BUY BACK of shares means that company which has issued shares repurchase the same from either open market or by providing an offer to existing shareholders to buy back at fixed price. Buy back is normally done when company thinks that shares are undervalued in the market and therefore, by buy back, company absorbs the repurchased stocks and no. of stocks in market get reduced. It is also one of the method of giving funds to shareholders instead of giving dividends.

• As per Section 68 of the Companies Act, 2013, a company may purchase its own shares or other specified securities (hereinafter referred to as buy-back) out of—

(a) its free reserves;

(b) the securities premium account; or

(c) the proceeds of the issue of any shares or other specified securities:

Provided that no buy-back of any kind of shares or other specified securities shall be made out of the proceeds of an earlier issue of the same kind of shares or same kind of other specified securities.

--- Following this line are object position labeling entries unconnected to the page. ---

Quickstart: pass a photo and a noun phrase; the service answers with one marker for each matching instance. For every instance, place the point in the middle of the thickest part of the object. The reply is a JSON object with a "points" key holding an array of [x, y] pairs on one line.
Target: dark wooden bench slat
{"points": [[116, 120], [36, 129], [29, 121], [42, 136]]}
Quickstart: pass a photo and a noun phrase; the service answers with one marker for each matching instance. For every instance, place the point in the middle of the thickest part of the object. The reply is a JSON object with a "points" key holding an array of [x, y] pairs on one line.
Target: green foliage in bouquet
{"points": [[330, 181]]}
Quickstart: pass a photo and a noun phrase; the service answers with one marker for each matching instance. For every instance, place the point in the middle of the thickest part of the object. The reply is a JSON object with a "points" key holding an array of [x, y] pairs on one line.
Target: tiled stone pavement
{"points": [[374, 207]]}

• The buy back must be authorised by the Articles of Association of the Company.

• The buy back may be:

(a) from the existing shareholders or security holders on a proportionate basis;
(b) from the open market;
(c) by purchasing the securities issued to employees of the company pursuant to a scheme of stock option or sweat equity.

• Buy back must be authorised via Special Resolution in a General Meeting. However, a Company need not pass a SR where
  1. the buy-back is, 10% or less of the total paid-up equity capital and free reserves of the company; and
  2. such buy-back has been authorised by the Board by means of a resolution passed at its meeting.
• The maximum limit for buy back is upto 25% or less of the aggregate of paid-up capital and free reserves of the company. However, in respect of the buy-back of equity shares in any financial year, the reference to 25% per cent in this clause shall be construed with respect to its total paid-up equity capital in that financial year.

• The process for buying back shares shall be accordance with Rule 17 of The Companies (Share Capital and Debentures) Rules, 2014.

• After buyback, debt equity ratio should not exceed 2:1

• Within 6 months from date of completion of buy back, company shall not issue fresh shares (Except Bonus shares/conversion of warrants/stock option/sweat equity/conversion of preference shares/conversion of debentures) u/s 62(1).


  1. Board Meeting is to be convened notice of which must be given at least 7 days before the meeting.
  2. In the board meeting, pass resolution for buy back, fix date for EGM, approve notice for calling EGM with explanatory statements.
  3. Send notice of EGM giving at least 21 days clear notice before EGM and pass a Special Resolution.
  4. File MGT 14 within 30 Days of passing of Special Resolution.
  5. File the same in SH – 8 to ROC. Within 20 days from the date of filing SH-8 with ROC, letter of offer should be dispatched to shareholders. Offer shall remain open for Min-15 days to max- 30 days from date of dispatch.
  6. Declaration of solvency is to be filed to ROC in SH – 9.
  7. Within 15 days from the date of closure of the offer, the shares or other securities lodged shall be deemed to be accepted unless a communication of rejection is made within twenty-one days from the date of closure of the offer
  8. The company shall confirm in its offer the opening of a separate bank account adequately funded for this purpose and to pay the consideration only by way of cash
  9. The company, shall maintain a register of shares or other securities which have been bought-back in Form No. SH.10.
  10. The company shall not withdraw the offer once it has announced the offer to the shareholders;
  11. A return in Form SH – 11 shall be filed by two directors of the Company annexing a certificate in Form No. SH.15 certifying that the buy-back of securities has been made in compliance with the provisions of the Act and the rules made thereunder.